Peri settled herself. Hugo’s feet flexed with tension, waiting, then relaxed as her milk flowed. Before Hugo, Peri hadn’t known that babies expressed themselves with their whole bodies, their feet just as eloquent as their hands and faces.
‘They’ll think I’ve stolen you, Hugo. But I haven’t. I just couldn’t leave you. I said I’d never leave you.’ She wondered at her own resolve, her determination to do whatever was necessary, a steely will she’d seen in other fliers. At what she’d done to get these wings. The price had been higher than she could have imagined. Did she know herself at all? The problem was that she loved this child in a way she’d never bargained for, in a way she had not known was possible.
This unexpected love had wrecked everything.
Gradually Peri’s breathing slowed a little. Her heart still pounded from the exertion of her flight and from her fear of discovery. She listened, hard. All she could hear was the wash of the sea against the Platform. At the edges the water sloshed right over the top of the seawall. The middle of the Platform rose to a flat summit, as if the whole Platform were a low, level-topped hill. The hill itself cast the glow.
Peri knew the place a little, from the PostCard Peter had left when he and Avis had flown out here for last summer’s SkyNation. They’d left her and Hugo alone in the house for three days. They were always going away. Fashion shows, conferences, site visits. Hugo was fine alone with her. He’d had plenty of time to get used to it.
Hugo pulled away from her breast. He was still sleepy and pushed at his eyes with his fist. Peri kissed the little hand and tucked him tightly in
to the sling. Hugo’s eyes began to close as he snuggled against the warmth of her skin and feathers. ‘My poor little man,’ she whispered in his ear.
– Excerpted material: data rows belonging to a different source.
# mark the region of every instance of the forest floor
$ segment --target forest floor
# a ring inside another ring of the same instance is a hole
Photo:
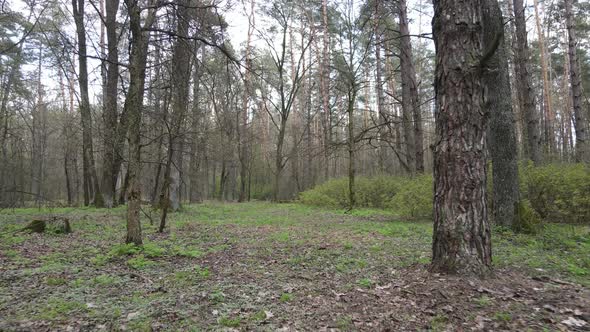
[[[41,215],[74,233],[18,232]],[[486,280],[428,273],[431,223],[384,211],[204,203],[143,227],[139,249],[124,208],[1,211],[0,331],[590,328],[584,226],[495,231]]]

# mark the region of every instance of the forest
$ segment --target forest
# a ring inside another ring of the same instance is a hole
[[[3,0],[0,331],[587,331],[587,0]]]

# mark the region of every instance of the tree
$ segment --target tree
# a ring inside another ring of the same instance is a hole
[[[484,112],[489,114],[490,119],[488,142],[493,169],[492,220],[496,225],[518,229],[518,152],[512,100],[507,98],[511,92],[508,56],[504,47],[504,21],[497,0],[486,2],[483,38],[496,43],[491,45],[495,50],[482,69],[482,82],[487,91]]]
[[[126,243],[141,245],[141,223],[139,212],[141,209],[141,113],[143,107],[143,91],[145,85],[146,61],[149,27],[155,20],[156,10],[153,0],[142,25],[139,0],[125,0],[129,15],[129,30],[131,32],[129,44],[131,55],[129,62],[129,88],[125,105],[129,114],[129,166],[127,171],[127,237]]]
[[[424,172],[424,152],[422,145],[422,113],[420,98],[416,83],[416,69],[412,60],[412,43],[408,27],[408,9],[406,0],[399,0],[399,30],[400,30],[400,67],[402,83],[402,117],[404,123],[404,139],[408,166],[415,166],[418,173]],[[407,133],[406,133],[407,132]],[[414,169],[412,169],[414,171]]]
[[[188,106],[190,80],[190,45],[188,43],[190,18],[188,6],[187,0],[176,1],[176,42],[172,51],[172,116],[168,132],[168,158],[164,170],[164,184],[162,185],[160,202],[162,208],[160,232],[163,232],[166,227],[168,209],[171,208],[172,211],[176,211],[180,207],[182,124]]]
[[[488,5],[434,1],[434,272],[485,275],[491,269],[482,71],[498,42],[484,39]]]
[[[119,167],[116,167],[115,155],[122,153],[121,147],[116,146],[118,125],[117,112],[117,87],[119,84],[119,36],[117,35],[117,11],[119,0],[105,0],[106,7],[106,35],[107,35],[107,59],[106,59],[106,84],[104,95],[104,152],[102,171],[102,194],[105,206],[115,205],[115,185],[119,175]]]
[[[580,78],[580,65],[578,63],[576,29],[574,27],[574,14],[572,0],[565,0],[565,17],[568,34],[568,57],[569,74],[572,95],[572,106],[574,109],[574,129],[576,131],[576,153],[577,162],[590,161],[590,142],[588,142],[588,118],[582,109],[583,88]]]
[[[526,19],[523,0],[514,1],[514,24],[516,26],[515,71],[518,82],[519,108],[526,122],[526,155],[535,165],[541,163],[541,138],[539,117],[535,106],[535,97],[528,69],[529,47],[526,33]]]
[[[84,0],[72,0],[76,34],[78,36],[78,83],[80,85],[80,114],[82,119],[82,163],[84,173],[84,204],[90,203],[94,195],[94,205],[103,207],[104,200],[98,185],[94,149],[92,144],[92,114],[88,96],[88,60],[86,53],[86,26],[84,25]]]

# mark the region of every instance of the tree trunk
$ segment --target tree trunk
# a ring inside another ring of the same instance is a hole
[[[529,62],[529,47],[523,0],[514,0],[513,4],[514,24],[516,26],[515,71],[517,75],[516,81],[518,82],[519,108],[526,122],[526,156],[535,165],[539,165],[542,161],[539,116],[537,115],[535,106],[531,75],[527,67]]]
[[[124,108],[129,114],[129,166],[127,173],[127,237],[126,243],[142,244],[141,223],[141,110],[147,62],[149,33],[143,31],[154,20],[154,10],[148,11],[144,27],[141,24],[141,8],[138,0],[125,0],[129,13],[130,61],[129,88]]]
[[[106,207],[115,204],[115,186],[119,169],[115,169],[115,137],[117,131],[117,87],[119,84],[119,48],[117,36],[117,11],[119,0],[105,0],[107,34],[107,72],[104,95],[104,153],[102,162],[102,195]]]
[[[406,0],[399,0],[400,67],[402,74],[402,119],[406,143],[406,164],[412,172],[424,172],[422,150],[422,113],[416,84],[416,70],[412,61],[412,43],[408,28]]]
[[[574,27],[574,13],[572,0],[565,0],[566,24],[568,32],[569,72],[574,109],[574,130],[576,132],[576,162],[590,161],[590,144],[588,142],[588,118],[583,109],[583,88],[578,63],[576,28]]]
[[[484,41],[486,47],[496,47],[483,71],[484,112],[489,114],[489,149],[493,167],[492,220],[496,225],[518,230],[517,205],[518,152],[510,92],[508,56],[504,43],[504,22],[497,0],[486,0]],[[497,40],[497,45],[490,42]]]
[[[82,155],[83,168],[86,176],[86,184],[94,195],[94,205],[104,207],[102,192],[98,185],[96,166],[94,164],[94,149],[92,147],[92,113],[90,110],[90,98],[88,96],[88,61],[86,58],[86,27],[84,26],[84,0],[72,0],[74,22],[78,36],[78,83],[80,85],[80,115],[82,118]],[[85,202],[86,203],[86,202]]]
[[[189,16],[187,0],[176,1],[176,35],[172,54],[172,118],[169,132],[169,153],[164,172],[162,187],[162,218],[159,231],[166,227],[168,208],[176,211],[180,208],[180,159],[182,158],[181,140],[183,139],[182,125],[186,115],[190,80],[190,46],[184,38],[188,37]],[[178,37],[180,36],[180,37]]]
[[[533,0],[535,7],[535,23],[537,25],[537,35],[539,37],[539,55],[541,59],[541,76],[543,79],[543,110],[545,111],[545,141],[548,156],[555,153],[555,128],[553,126],[553,102],[551,100],[551,82],[549,79],[549,69],[547,67],[547,50],[545,48],[545,35],[541,26],[541,17],[539,15],[539,1]]]
[[[485,275],[491,269],[481,74],[485,1],[434,1],[434,272]]]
Time to scout the Platform. The islet appeared deserted but she had to make sure. Peri darted up the hill as fast and as silently as she could, straining her ears for the sound of voices, steps, feathers rustling, the sweep of wings through air.
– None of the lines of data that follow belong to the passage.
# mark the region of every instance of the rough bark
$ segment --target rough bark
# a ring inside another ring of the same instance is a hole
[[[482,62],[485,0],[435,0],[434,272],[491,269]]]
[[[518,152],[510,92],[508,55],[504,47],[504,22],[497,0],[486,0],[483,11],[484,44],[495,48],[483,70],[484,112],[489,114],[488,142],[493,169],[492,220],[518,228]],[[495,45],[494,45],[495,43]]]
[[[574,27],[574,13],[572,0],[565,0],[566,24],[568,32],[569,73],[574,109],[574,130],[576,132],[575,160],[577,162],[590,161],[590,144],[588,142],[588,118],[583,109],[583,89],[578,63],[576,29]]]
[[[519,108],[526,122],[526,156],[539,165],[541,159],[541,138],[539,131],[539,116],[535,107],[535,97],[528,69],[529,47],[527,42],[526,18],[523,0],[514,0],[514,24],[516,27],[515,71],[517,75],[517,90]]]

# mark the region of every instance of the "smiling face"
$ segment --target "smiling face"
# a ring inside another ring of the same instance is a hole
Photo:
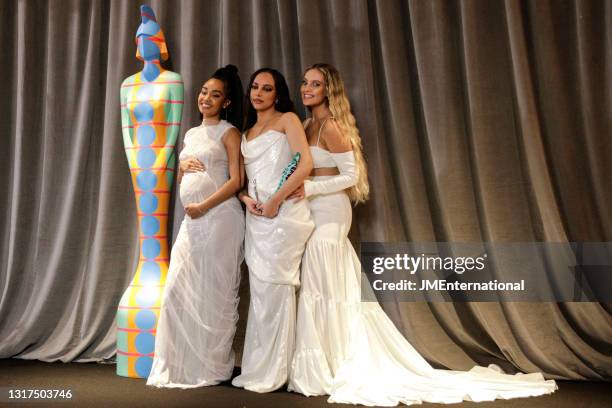
[[[274,107],[276,101],[276,86],[274,77],[269,72],[260,72],[257,74],[249,93],[251,103],[257,111],[264,111]]]
[[[221,108],[229,105],[225,97],[225,84],[217,78],[211,78],[202,85],[198,95],[198,109],[205,118],[218,116]]]
[[[310,69],[304,74],[302,85],[300,86],[302,103],[304,106],[312,108],[325,103],[325,77],[318,69]]]

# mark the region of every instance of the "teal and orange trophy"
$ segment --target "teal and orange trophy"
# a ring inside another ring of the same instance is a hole
[[[140,257],[117,312],[117,374],[146,378],[168,273],[168,205],[174,145],[183,113],[183,80],[167,71],[164,33],[149,6],[140,7],[136,57],[142,71],[121,84],[121,124],[136,195]]]

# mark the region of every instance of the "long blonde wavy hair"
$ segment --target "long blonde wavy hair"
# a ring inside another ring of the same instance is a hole
[[[355,116],[351,113],[351,103],[346,97],[344,82],[340,77],[340,72],[330,64],[314,64],[306,68],[304,74],[311,69],[316,69],[325,78],[325,93],[327,95],[327,106],[335,122],[340,127],[342,136],[348,138],[355,154],[355,165],[357,166],[357,184],[349,188],[348,196],[355,204],[364,202],[370,194],[368,184],[368,168],[363,157],[363,147],[359,129],[355,121]]]

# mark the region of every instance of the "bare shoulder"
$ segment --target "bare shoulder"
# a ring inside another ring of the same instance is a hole
[[[295,126],[295,125],[302,126],[302,121],[300,120],[298,115],[296,115],[293,112],[283,113],[283,116],[281,116],[280,118],[280,122],[284,126]]]
[[[223,143],[240,143],[240,132],[234,126],[231,126],[223,134]]]
[[[353,150],[348,135],[344,135],[334,119],[325,122],[321,131],[321,139],[332,153],[344,153]]]

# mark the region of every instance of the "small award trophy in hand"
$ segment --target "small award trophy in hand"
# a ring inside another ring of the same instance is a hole
[[[283,173],[281,174],[281,178],[278,181],[278,186],[276,186],[276,190],[274,190],[275,193],[278,190],[280,190],[280,188],[282,187],[283,183],[285,181],[287,181],[287,179],[289,177],[291,177],[291,175],[293,174],[295,169],[297,169],[298,163],[300,162],[300,157],[302,157],[300,152],[297,152],[296,154],[294,154],[293,157],[291,158],[291,162],[289,162],[287,167],[285,167],[283,169]],[[257,179],[253,179],[253,192],[255,193],[255,200],[257,200],[258,203],[263,203],[263,201],[261,201],[261,199],[259,197],[259,192],[257,191]]]
[[[293,158],[291,158],[291,162],[283,170],[283,174],[281,175],[281,179],[278,182],[278,186],[276,187],[276,190],[274,190],[275,193],[280,190],[283,183],[287,181],[287,179],[293,174],[295,169],[297,169],[298,163],[300,162],[300,157],[302,157],[300,152],[297,152],[293,155]]]

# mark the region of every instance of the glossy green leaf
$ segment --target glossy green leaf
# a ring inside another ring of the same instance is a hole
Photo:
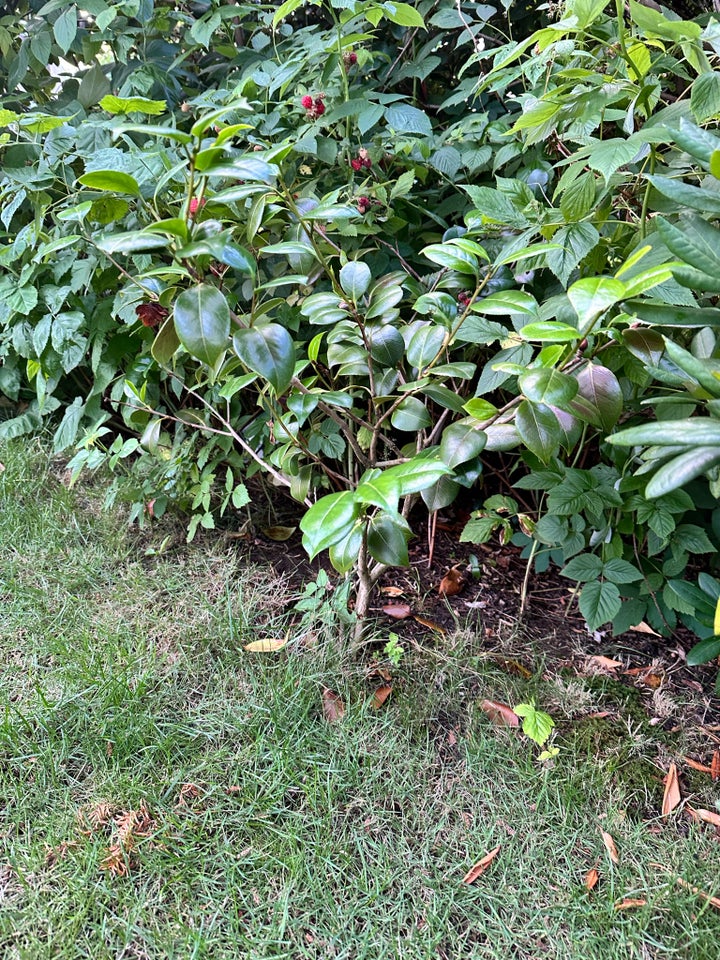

The glow grew stronger ahead of Peri, among the trees and flowers. There were no buildings. As she drew closer, Peri saw the grass, the trees, the flowers, were not lit up by external lights but gave off their own radiance. Leaf and flower, bark and branch, were outlined with light, rimed with fire.
Of course. Peter himself used plants like these in his garden. They’d been around for a while but were only now becoming less expensive, he’d said. Squid genes. That was it. Squid and jellyfish genes gave this luminescence. The best solar lighting, Peter had said, because you can’t make a more efficient solar collector than a leaf anyway. You use the plant itself as a light.
Peri walked through the dark and the suspended, shifting light, frightened of herself and what she’d done, drawn on by the marvels of this artificial island, its trees spangled green and silver, their light swinging in the breeze from the sea. Showers of purple sparks tossed in the wind and radiance was thrown up from the grass. Neon-green moss furred trunks and branches with creases of light. Bowers and groves and terraces were lit by hanging flowers of blue and gold. It was exquisite.
Peri stopped, appalled. It hit her that she hadn’t run away at all. I’ve run straight to Peter! This is his place. He designed it. I’m walking into his mind—the most beautiful part of it.
The beauty of the Platform underlined the fact she’d lost everything but Hugo. This world, the world of the Katon-Chesshyres, of Flight, was now closed to her. She’d had an insecure footing, her position had been low, but she’d loved it; it was so far beyond anything she had known growing up in Pandanus and now it was over. She had no doubt Peter would hunt her down. He won’t forgive what I’ve done. He’ll take you back, Hugo.